La plainte a été déposée par Michelle Chaney qui sollicite diverses ordonnances, dont une en dommages-intérêts pour l’utilisation présumée non autorisée de ses données personnelles, contre Martin et Jeanette Wasylocha entre 2016 et 2017.

Les réclamations sont rejetées.

Entreprise de logistique

Le tribunal a entendu que les trois parties étaient toutes des administrateurs et actionnaires d’une société de logistique internationale appelée Expert Air.

Des différends mécontents sont apparus en 2017, ce qui a finalement conduit Mme Chaney à démissionner de son mandat d’administrateur et à conclure un accord pour vendre sa participation aux défendeurs pour 326 000 €.

Mme Chaney de Fitzherbert Court, Navan, Co Meath affirme que les défendeurs d’Oriel Road, Collon, Co Louth ont refusé de lui payer 100 000 € de la somme convenue.

Ils ont allégué que Mme Chaney avait violé le règlement en ne respectant pas une clause de non-sollicitation d’affaires dans l’accord qui l’a vue quitter Expert Air.

Le non-paiement de cet argent est allé devant un arbitre indépendant, qui a ordonné que Mme Chaney soit payée les 100 000 € restants.

Audience d’arbitrage

Découlant de ce qui a été présenté à l’audience d’arbitrage, Mme Chaney affirme que les défendeurs ont illégalement accédé à ses relevés téléphoniques en consultant son compte Vodafone.

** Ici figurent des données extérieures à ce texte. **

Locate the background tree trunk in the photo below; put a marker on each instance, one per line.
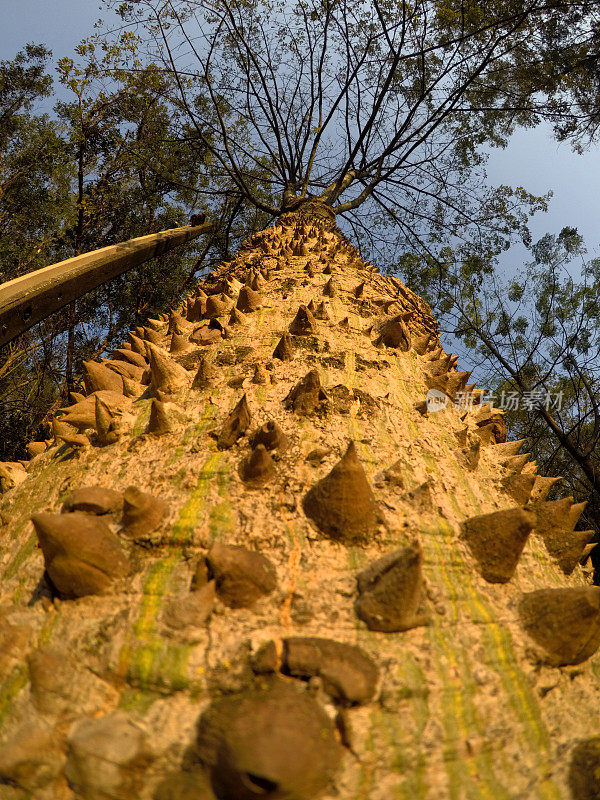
(465, 706)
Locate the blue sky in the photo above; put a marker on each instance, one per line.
(532, 159)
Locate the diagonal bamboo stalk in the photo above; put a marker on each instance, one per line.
(26, 300)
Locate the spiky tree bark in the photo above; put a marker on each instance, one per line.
(297, 580)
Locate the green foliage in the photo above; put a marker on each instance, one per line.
(537, 334)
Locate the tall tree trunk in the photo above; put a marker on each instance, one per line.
(466, 684)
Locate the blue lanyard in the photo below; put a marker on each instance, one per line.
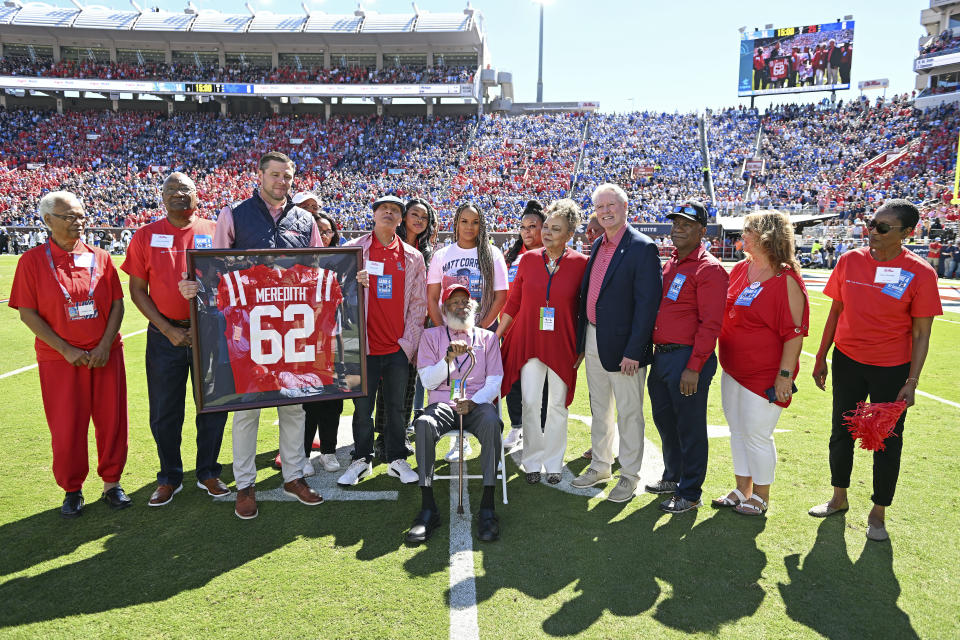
(465, 357)
(550, 275)
(53, 269)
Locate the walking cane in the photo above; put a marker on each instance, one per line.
(463, 396)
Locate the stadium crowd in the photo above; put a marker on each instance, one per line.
(231, 72)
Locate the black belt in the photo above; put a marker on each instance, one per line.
(667, 348)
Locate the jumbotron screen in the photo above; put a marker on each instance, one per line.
(796, 59)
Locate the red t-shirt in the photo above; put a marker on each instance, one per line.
(158, 254)
(279, 326)
(756, 323)
(35, 287)
(386, 313)
(876, 325)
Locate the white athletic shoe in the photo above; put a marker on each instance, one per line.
(357, 470)
(454, 454)
(308, 469)
(329, 462)
(400, 468)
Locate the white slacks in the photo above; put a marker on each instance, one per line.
(543, 449)
(607, 388)
(245, 426)
(752, 420)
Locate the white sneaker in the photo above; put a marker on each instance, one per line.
(454, 454)
(357, 470)
(400, 468)
(513, 438)
(329, 462)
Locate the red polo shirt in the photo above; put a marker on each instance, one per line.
(386, 313)
(35, 286)
(158, 254)
(691, 309)
(599, 269)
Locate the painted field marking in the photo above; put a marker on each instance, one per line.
(919, 392)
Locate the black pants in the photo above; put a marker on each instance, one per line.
(852, 383)
(322, 417)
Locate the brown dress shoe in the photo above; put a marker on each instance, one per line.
(164, 494)
(301, 491)
(213, 486)
(246, 508)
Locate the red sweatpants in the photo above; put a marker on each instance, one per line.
(71, 396)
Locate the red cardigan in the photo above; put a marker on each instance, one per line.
(524, 340)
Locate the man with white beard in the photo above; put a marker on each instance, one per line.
(443, 362)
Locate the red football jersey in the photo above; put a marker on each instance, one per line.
(280, 326)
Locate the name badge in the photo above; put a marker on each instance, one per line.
(896, 289)
(547, 316)
(162, 240)
(748, 295)
(887, 275)
(457, 387)
(674, 292)
(81, 310)
(83, 260)
(384, 287)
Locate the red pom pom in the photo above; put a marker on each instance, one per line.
(874, 422)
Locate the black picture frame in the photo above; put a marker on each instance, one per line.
(300, 303)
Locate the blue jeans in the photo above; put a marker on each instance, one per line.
(681, 420)
(167, 368)
(393, 369)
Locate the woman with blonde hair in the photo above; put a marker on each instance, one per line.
(766, 318)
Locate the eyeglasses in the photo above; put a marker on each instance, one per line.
(69, 219)
(881, 227)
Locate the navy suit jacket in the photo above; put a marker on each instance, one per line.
(628, 302)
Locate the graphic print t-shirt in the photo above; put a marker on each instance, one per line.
(455, 264)
(280, 326)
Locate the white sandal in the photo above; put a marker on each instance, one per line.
(725, 501)
(754, 510)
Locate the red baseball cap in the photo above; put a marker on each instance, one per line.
(451, 289)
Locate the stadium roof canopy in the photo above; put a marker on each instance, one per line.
(361, 28)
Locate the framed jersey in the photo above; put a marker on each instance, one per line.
(276, 326)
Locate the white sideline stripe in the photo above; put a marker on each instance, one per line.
(463, 586)
(919, 393)
(34, 366)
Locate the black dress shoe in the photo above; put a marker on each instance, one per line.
(488, 525)
(72, 505)
(423, 525)
(116, 498)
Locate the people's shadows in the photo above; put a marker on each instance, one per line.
(142, 555)
(839, 598)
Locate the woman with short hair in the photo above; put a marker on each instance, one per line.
(766, 318)
(539, 329)
(884, 300)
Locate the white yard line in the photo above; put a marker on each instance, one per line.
(463, 586)
(34, 366)
(919, 392)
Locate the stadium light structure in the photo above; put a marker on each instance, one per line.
(540, 64)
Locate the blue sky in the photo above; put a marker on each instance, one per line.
(648, 54)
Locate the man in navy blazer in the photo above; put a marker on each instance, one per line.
(619, 299)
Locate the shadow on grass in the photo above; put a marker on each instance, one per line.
(150, 555)
(820, 593)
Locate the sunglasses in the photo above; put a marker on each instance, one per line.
(881, 227)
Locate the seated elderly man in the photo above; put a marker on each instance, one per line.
(442, 361)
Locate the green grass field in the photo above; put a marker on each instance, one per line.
(565, 566)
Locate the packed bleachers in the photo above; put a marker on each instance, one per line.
(815, 157)
(246, 73)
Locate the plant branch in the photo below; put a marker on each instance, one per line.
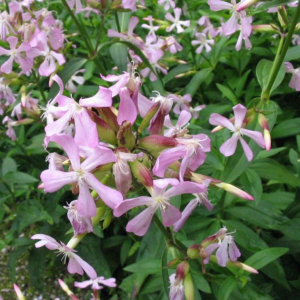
(280, 56)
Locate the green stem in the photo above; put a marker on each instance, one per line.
(171, 242)
(84, 36)
(37, 81)
(280, 56)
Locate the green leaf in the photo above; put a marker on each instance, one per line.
(270, 169)
(196, 81)
(226, 288)
(164, 271)
(272, 152)
(245, 236)
(19, 177)
(70, 68)
(145, 267)
(293, 53)
(290, 228)
(272, 3)
(263, 71)
(8, 165)
(286, 128)
(140, 53)
(228, 93)
(252, 183)
(264, 257)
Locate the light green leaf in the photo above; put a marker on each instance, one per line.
(270, 169)
(196, 81)
(8, 165)
(226, 288)
(286, 128)
(264, 257)
(145, 267)
(228, 93)
(19, 177)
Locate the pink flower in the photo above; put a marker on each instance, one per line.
(80, 224)
(167, 3)
(295, 80)
(229, 147)
(225, 245)
(160, 199)
(201, 198)
(180, 129)
(75, 265)
(176, 21)
(151, 37)
(191, 150)
(96, 283)
(16, 54)
(203, 42)
(82, 175)
(176, 288)
(232, 25)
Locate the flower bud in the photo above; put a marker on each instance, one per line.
(18, 292)
(189, 287)
(173, 262)
(233, 190)
(265, 126)
(193, 252)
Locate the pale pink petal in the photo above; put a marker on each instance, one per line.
(240, 112)
(254, 135)
(184, 118)
(209, 250)
(88, 269)
(102, 99)
(70, 147)
(229, 147)
(222, 252)
(83, 284)
(109, 196)
(7, 66)
(127, 109)
(218, 120)
(166, 158)
(170, 215)
(100, 156)
(85, 205)
(55, 180)
(247, 149)
(185, 215)
(185, 187)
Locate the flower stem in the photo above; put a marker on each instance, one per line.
(37, 81)
(281, 52)
(85, 39)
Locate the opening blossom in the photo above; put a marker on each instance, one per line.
(176, 21)
(75, 265)
(229, 147)
(160, 199)
(225, 245)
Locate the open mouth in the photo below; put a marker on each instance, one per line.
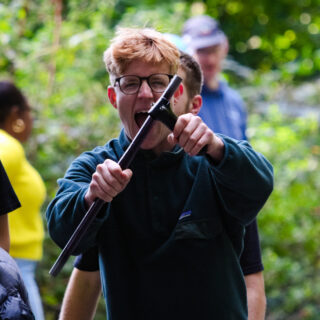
(140, 118)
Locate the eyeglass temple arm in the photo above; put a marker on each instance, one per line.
(124, 163)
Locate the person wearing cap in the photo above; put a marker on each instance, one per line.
(223, 110)
(164, 252)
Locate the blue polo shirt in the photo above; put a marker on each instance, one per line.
(224, 112)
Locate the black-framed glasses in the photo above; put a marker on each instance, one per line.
(130, 84)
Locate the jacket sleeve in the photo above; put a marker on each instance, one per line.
(67, 209)
(244, 180)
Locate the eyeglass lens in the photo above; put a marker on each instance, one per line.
(131, 84)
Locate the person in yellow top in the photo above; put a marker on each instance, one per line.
(25, 224)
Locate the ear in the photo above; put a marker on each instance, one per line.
(195, 104)
(112, 96)
(178, 93)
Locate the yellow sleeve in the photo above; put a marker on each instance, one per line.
(12, 156)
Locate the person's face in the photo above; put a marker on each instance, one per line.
(133, 108)
(210, 60)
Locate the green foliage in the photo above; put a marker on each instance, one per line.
(55, 55)
(289, 223)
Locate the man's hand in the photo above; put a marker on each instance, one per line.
(192, 134)
(107, 182)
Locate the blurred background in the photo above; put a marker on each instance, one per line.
(52, 49)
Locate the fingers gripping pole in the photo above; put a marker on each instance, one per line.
(124, 162)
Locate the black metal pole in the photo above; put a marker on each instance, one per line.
(124, 163)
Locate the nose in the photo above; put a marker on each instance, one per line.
(145, 91)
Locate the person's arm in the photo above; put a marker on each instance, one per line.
(4, 233)
(81, 296)
(89, 177)
(256, 297)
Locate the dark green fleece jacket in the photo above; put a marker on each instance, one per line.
(169, 244)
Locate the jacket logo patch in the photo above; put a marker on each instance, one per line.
(185, 214)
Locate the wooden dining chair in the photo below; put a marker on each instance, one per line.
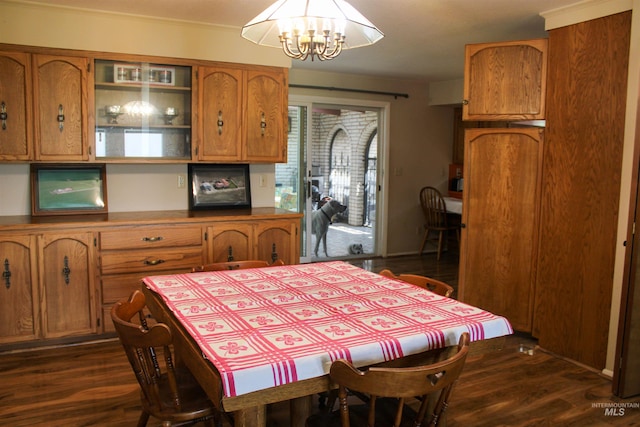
(433, 285)
(389, 388)
(434, 210)
(167, 392)
(236, 265)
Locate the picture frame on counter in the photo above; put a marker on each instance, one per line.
(68, 189)
(219, 186)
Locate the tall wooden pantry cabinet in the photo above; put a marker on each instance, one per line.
(542, 254)
(502, 169)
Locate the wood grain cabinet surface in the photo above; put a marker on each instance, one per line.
(16, 114)
(505, 81)
(61, 97)
(242, 115)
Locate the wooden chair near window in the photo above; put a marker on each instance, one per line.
(433, 285)
(436, 219)
(388, 389)
(167, 392)
(236, 265)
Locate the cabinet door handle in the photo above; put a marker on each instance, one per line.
(220, 122)
(152, 239)
(263, 124)
(60, 117)
(6, 274)
(66, 271)
(3, 115)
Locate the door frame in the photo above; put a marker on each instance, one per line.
(384, 110)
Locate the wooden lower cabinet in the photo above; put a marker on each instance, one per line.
(128, 254)
(66, 264)
(230, 241)
(501, 213)
(263, 240)
(19, 309)
(60, 277)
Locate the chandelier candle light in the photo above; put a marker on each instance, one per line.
(311, 28)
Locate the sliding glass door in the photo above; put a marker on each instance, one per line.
(333, 155)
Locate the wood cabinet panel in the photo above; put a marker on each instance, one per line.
(499, 240)
(231, 242)
(150, 238)
(67, 284)
(277, 240)
(266, 115)
(61, 107)
(588, 65)
(220, 102)
(151, 260)
(16, 118)
(505, 80)
(19, 310)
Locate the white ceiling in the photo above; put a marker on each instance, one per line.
(424, 39)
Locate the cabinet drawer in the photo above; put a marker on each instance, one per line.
(150, 237)
(150, 261)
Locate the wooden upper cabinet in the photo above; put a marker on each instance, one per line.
(16, 118)
(242, 115)
(277, 240)
(266, 116)
(220, 107)
(61, 107)
(231, 241)
(505, 81)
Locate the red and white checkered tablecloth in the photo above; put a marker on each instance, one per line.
(270, 326)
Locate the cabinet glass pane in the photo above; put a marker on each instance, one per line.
(142, 111)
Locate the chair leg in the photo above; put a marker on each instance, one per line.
(424, 240)
(440, 235)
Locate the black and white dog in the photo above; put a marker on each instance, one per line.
(321, 220)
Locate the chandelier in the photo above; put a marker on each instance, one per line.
(311, 28)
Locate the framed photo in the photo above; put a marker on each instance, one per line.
(67, 189)
(219, 186)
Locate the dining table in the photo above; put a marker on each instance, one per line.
(258, 336)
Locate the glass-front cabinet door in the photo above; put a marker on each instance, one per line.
(143, 111)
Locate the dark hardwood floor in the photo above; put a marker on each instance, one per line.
(92, 384)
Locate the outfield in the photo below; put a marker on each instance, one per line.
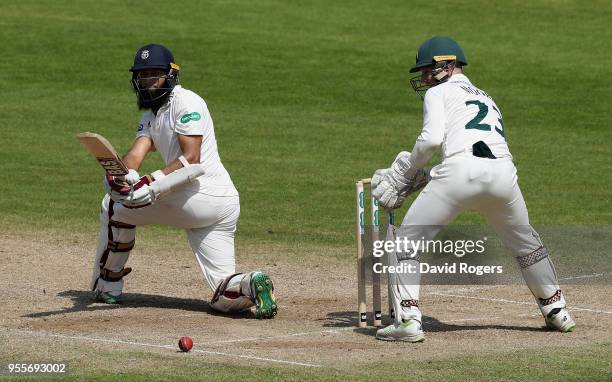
(306, 98)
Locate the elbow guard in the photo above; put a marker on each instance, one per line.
(171, 182)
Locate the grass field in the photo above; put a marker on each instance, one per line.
(306, 98)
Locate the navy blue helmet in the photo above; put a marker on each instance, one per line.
(152, 57)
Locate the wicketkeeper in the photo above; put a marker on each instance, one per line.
(176, 123)
(476, 173)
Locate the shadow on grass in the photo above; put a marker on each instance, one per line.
(430, 324)
(83, 301)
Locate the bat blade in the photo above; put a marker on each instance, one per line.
(104, 152)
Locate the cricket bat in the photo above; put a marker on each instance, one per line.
(104, 152)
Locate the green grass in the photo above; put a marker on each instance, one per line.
(305, 97)
(580, 363)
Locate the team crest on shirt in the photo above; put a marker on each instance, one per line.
(195, 116)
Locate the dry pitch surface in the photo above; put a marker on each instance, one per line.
(48, 313)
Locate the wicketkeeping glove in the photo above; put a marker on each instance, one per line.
(391, 186)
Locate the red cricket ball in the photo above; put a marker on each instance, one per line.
(185, 343)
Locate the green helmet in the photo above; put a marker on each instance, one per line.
(438, 49)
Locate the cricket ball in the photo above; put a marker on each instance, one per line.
(185, 343)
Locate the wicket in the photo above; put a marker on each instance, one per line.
(362, 265)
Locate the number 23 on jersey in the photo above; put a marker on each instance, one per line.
(483, 110)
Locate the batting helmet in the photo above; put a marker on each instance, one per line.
(438, 49)
(154, 56)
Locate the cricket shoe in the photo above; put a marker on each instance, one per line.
(262, 291)
(407, 331)
(560, 319)
(108, 298)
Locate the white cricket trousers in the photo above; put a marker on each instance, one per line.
(489, 186)
(210, 222)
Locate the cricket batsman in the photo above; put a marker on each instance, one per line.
(176, 123)
(476, 173)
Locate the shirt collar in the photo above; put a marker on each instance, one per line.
(460, 77)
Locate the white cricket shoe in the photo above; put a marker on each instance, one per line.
(408, 331)
(560, 319)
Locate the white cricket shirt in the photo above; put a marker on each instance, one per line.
(186, 113)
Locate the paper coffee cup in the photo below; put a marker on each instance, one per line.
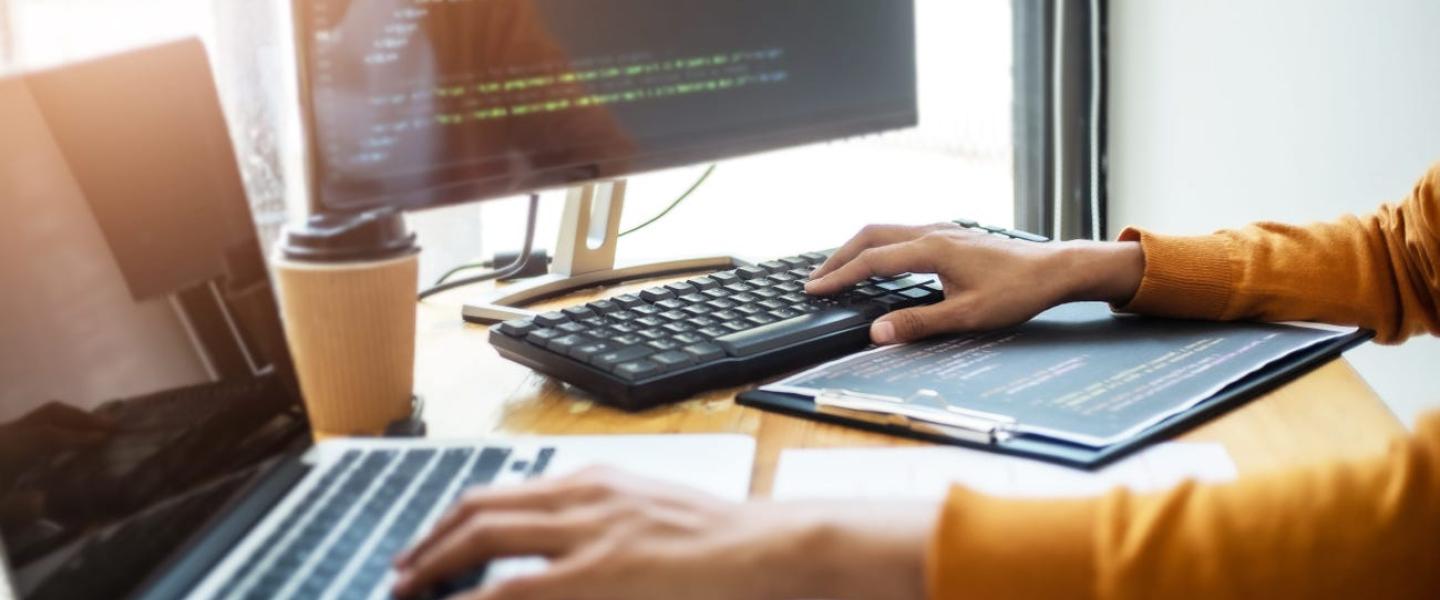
(347, 294)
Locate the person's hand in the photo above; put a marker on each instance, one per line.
(612, 535)
(990, 282)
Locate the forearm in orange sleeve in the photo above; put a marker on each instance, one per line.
(1345, 530)
(1380, 271)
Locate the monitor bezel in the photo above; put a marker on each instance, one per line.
(905, 115)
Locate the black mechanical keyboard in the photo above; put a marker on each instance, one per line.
(719, 330)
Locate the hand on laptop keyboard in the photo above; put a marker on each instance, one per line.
(612, 535)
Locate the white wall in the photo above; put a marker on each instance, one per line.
(1230, 111)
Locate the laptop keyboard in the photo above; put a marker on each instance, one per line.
(340, 538)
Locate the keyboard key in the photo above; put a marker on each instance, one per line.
(565, 343)
(661, 346)
(627, 340)
(637, 370)
(609, 360)
(750, 272)
(689, 337)
(761, 318)
(726, 315)
(892, 301)
(583, 351)
(784, 314)
(704, 353)
(680, 288)
(918, 294)
(542, 337)
(517, 328)
(605, 307)
(789, 331)
(655, 294)
(671, 360)
(749, 310)
(578, 312)
(720, 304)
(552, 318)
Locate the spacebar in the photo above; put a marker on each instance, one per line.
(789, 331)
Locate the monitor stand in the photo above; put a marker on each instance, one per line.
(583, 258)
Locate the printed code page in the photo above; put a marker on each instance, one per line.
(928, 472)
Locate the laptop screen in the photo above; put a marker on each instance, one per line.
(144, 377)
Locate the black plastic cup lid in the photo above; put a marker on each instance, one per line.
(373, 235)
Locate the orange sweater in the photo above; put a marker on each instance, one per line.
(1347, 530)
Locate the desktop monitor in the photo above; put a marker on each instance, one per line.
(422, 102)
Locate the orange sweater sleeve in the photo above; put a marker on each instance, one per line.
(1347, 530)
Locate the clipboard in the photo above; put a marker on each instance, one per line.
(998, 433)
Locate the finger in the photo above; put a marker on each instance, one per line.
(540, 495)
(565, 579)
(893, 259)
(484, 537)
(915, 324)
(870, 236)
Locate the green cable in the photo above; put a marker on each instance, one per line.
(696, 186)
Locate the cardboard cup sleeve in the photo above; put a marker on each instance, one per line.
(352, 335)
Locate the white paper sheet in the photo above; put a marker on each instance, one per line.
(928, 472)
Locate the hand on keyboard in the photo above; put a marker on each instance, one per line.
(990, 281)
(612, 535)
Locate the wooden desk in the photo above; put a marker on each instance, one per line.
(468, 390)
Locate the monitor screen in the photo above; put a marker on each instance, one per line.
(144, 376)
(425, 102)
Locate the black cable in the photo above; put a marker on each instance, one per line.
(517, 265)
(474, 265)
(693, 187)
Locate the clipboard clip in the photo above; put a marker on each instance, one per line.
(919, 413)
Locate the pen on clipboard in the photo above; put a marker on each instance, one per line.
(945, 420)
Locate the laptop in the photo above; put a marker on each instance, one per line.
(153, 441)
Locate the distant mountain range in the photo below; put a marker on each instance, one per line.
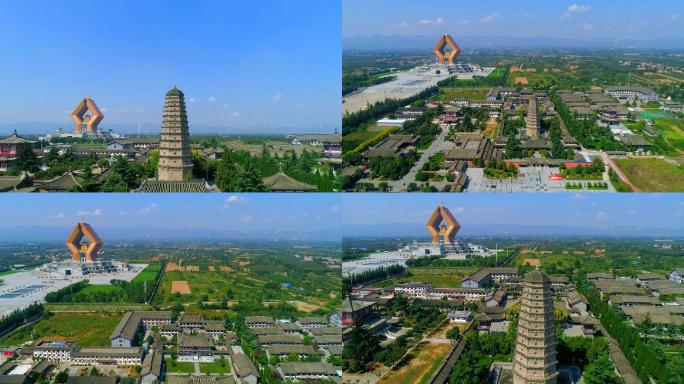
(387, 42)
(504, 230)
(35, 233)
(40, 128)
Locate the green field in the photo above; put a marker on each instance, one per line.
(101, 288)
(653, 175)
(438, 277)
(472, 93)
(656, 115)
(149, 273)
(179, 367)
(89, 330)
(353, 139)
(217, 367)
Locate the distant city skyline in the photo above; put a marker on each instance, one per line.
(230, 212)
(602, 211)
(240, 64)
(629, 19)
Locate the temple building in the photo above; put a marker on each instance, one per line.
(532, 124)
(175, 163)
(174, 171)
(535, 346)
(84, 122)
(83, 251)
(442, 226)
(10, 148)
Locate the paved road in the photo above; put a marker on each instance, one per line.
(609, 162)
(440, 144)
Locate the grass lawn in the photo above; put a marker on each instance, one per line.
(179, 367)
(353, 139)
(438, 277)
(653, 175)
(89, 330)
(419, 369)
(149, 273)
(473, 93)
(215, 367)
(100, 288)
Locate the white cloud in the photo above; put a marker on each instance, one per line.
(148, 209)
(588, 27)
(575, 9)
(489, 18)
(232, 200)
(95, 212)
(437, 21)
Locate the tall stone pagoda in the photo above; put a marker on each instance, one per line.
(535, 347)
(532, 124)
(175, 162)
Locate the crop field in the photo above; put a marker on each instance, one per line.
(653, 175)
(426, 359)
(149, 273)
(438, 277)
(101, 288)
(259, 276)
(591, 258)
(353, 139)
(89, 330)
(179, 367)
(220, 367)
(450, 93)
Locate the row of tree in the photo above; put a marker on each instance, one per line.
(647, 357)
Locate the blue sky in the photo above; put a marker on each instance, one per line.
(239, 63)
(237, 212)
(558, 209)
(523, 18)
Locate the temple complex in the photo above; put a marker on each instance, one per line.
(535, 346)
(175, 163)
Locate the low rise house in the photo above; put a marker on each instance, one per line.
(677, 275)
(312, 322)
(198, 345)
(108, 356)
(283, 351)
(460, 317)
(259, 322)
(245, 370)
(308, 371)
(191, 322)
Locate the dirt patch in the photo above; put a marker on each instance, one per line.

Mme Chaney a déposé une plainte auprès de la Commission de la protection des données concernant l’accès à ses relevés téléphoniques. La DPC a fait droit à sa plainte.

Elle a également découvert que les accusés auraient accédé illégalement à son compte LinkedIn privé, ce qui, selon elle, a été fait pour la perturber dans un nouveau rôle qu’elle avait endossé.

Elle prétend que l’action des défendeurs constitue une violation des lois sur la protection des données et une grave atteinte à sa vie privée.

Les défendeurs nient toutes les réclamations contre eux, ou que Mme Chaney a droit à des dommages-intérêts. Ils soutiennent que l’accord de règlement en 2017 a résolu toutes les réclamations connues et inconnues entre eux.

Demande reconventionnelle

Dans une demande reconventionnelle, les défendeurs prétendent que l’action contre eux est un abus malveillant de la procédure judiciaire, qu’elle n’a aucune cause d’action contre eux, et ils demandent des dommages-intérêts contre Mme Chaney.

Mme Chaney s’oppose à la demande reconventionnelle.

Une demande préliminaire dans le litige a été soumise au juge Senan Allen.

Les avocats du défendeur ont demandé que les questions de droit préliminaires découlant de l’action soient entendues séparément et avant toute audition complète de l’action.

Une telle audience, a-t-on soutenu, pourrait aboutir à la résolution de l’action avant que l’affaire ne fasse l’objet d’une audience complète et réduirait les trois jours estimés nécessaires pour entendre l’intégralité du différend.

La demande a été contestée par les avocats de Mme Chaney.

Dans sa décision, le juge Allen a rejeté la demande des défendeurs, au motif notamment qu’il ne pensait pas que le fait de traiter les questions préliminaires lors d’une audience distincte permettrait en fin de compte d’économiser du temps et des frais juridiques de l’action.

Le litige reviendra devant les tribunaux à une date ultérieure.